When they buy gasoline and pay the gasoline tax, they receive the same benefit as everyone else, roads to travel on.

Welfare benefits? Little is extended to undocumented workers. Even if they qualified, few want their names on a government list.

Thank you, David Hendricks. Even better though is, finally, some thought on just what would happen should we round up the 12 million undocumented immigrants and send them home:

On top of all that, undocumented Mexican workers sent an estimated $20 billion to their families in Mexico in 2005. That's more than the country receives in foreign industrial investment each year.

In effect, the remittances constitute Mexico's welfare system, and it works with incredible efficiency. The money goes directly to the people who need it most without passing through government channels.

If all or most of the undocumented workers were evicted from the United States, the loss of those remittances would destabilize Mexico to the point that it would harm the U.S. economy, not to mention send larger waves of workers into the U.S. market.

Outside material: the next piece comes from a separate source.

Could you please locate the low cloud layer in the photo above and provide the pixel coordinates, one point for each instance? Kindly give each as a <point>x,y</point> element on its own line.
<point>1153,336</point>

Lastly, undocumented workers are not entitled to vote, even though they pay taxes. A term for that was invented more than 230 years ago — taxation without representation.

Hendricks is absolutely right about this. If we can look past the end of our noses for just a second, we'd realize that the Republican bill to kick out all the undocumented immigrants would incredibly destabilize our neighbor to the south. Not to mention a few other Latin American countries.

This, of course, would be in addition to the higher produce, construction, maintenance services, etc costs born by the American public.

It's nice to see that finally getting put in the Express-News. In the Business section no less.